The Maine-born performer’s artistic style is described by Guralnick as a “uniquely personal” one that the author notes the artist himself describes as chronicling “life itself — not happily ever after and the white picket fence, but instead, the peak and valleys.”
Country music of the late 1960s that achieved popular acclaim was defined by a particular type of smooth ease and sometimes troublesome lyrics. Comparatively, Curless’ sound falling outside of that expectation placed him on a label where songs like The Standells’ “Dirty Water” and songs by second-wave British Invasion acts like Freddie and the Dreamers (1964’s “I’m Telling You Now”) and Tom Jones represented his competition.
Between 1965-1995, Curless’ contemporary Haggard achieved six times as many top-40 country singles as the “Hard Traveling Man From Maine” — including 15 No. 1 singles (out of 20 singles released) between 1971-1976.
Regarding the driving forces apparent in Haggard, not as apparent — in Guralnick’s estimation — in Curless, that spurred that success, the author states the following:
“[Dick] didn’t have that ambition, inner drive and refusal to agree to the demands of the label system. Dick had a ‘go along to get along’ element to his character where even if he had inner misgivings, he still agreed with what executives asked him to do.”
Still, though, he was the kind of artist who, when he once played an unreleased song for Buck Owens before a show at a hockey arena in Northern Canada, caused the country icon to exclaim, “I hate you, I hate you!,” because his talent as an expresser and interpreter of emotion was so profound.
By 1995’s 15-track “Traveling Through,” he wholly re-embraces that funky, rhythmic, rootsy style, now timelessly his own. Sadly, he was — after serious eye problems impaired his vision in the late 1960s — stricken with stomach cancer and died in May 1995.
A review from the era notes that the album’s “emotional and sentimental” sound would feel comfortable “at an American Legion hall or a roadhouse,” featuring “a rich, soulful and warm voice” reminiscent of Ray Price, that’s equally as sonorous on blues and rockabilly songs.
In short, Buck adds, “[“Traveling Through”] is [Curless’] greatest artistic statement, the high point of his musical output.”

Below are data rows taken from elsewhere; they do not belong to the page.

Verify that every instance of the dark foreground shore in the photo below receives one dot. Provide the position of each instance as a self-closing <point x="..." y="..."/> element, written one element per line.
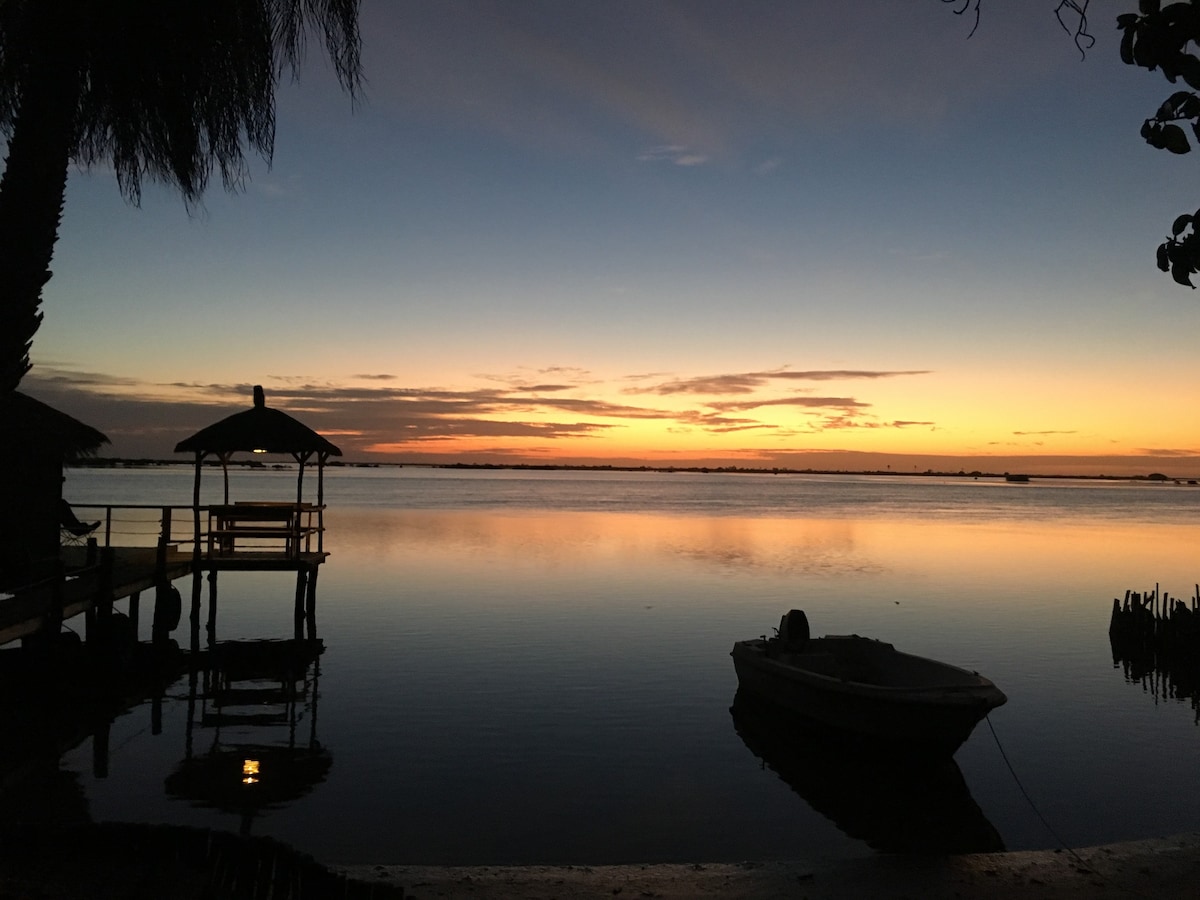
<point x="1165" y="868"/>
<point x="136" y="863"/>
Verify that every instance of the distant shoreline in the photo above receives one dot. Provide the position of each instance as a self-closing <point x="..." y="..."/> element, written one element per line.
<point x="131" y="463"/>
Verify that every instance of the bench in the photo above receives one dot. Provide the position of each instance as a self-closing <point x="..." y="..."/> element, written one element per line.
<point x="259" y="521"/>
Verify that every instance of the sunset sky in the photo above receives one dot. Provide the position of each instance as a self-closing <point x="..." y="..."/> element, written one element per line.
<point x="829" y="235"/>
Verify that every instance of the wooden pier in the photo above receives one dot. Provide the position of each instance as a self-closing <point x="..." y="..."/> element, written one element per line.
<point x="243" y="537"/>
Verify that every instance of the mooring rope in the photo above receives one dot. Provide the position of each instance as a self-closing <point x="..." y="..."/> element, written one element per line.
<point x="1083" y="863"/>
<point x="1032" y="804"/>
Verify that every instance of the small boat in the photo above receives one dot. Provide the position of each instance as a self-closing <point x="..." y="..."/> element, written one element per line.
<point x="865" y="689"/>
<point x="894" y="805"/>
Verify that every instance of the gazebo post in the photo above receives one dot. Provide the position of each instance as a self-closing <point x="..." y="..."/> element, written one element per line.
<point x="197" y="577"/>
<point x="225" y="472"/>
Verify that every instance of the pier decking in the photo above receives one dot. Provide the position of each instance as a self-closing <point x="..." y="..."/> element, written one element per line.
<point x="244" y="537"/>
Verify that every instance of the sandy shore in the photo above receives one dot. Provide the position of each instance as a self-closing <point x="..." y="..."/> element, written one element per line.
<point x="1164" y="868"/>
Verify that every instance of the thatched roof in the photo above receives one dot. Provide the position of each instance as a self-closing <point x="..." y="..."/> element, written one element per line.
<point x="39" y="427"/>
<point x="258" y="429"/>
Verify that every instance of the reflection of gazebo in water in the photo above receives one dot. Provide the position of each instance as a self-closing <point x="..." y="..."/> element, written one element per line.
<point x="252" y="697"/>
<point x="256" y="534"/>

When asked to summarize Curless’ importance to Americana’s burgeoning traditions and country music’s overall history, Peter Guralnick adds a poignant note.
“Far more significant than commercial trends, country music’s ability to impact people’s lives is of utmost importance. Dick’s music stands the test of time because — at his best — he’s expressing his innermost self with extraordinary artistic depth and reach, instead of being caught up in chasing fame’s momentary acceptance.”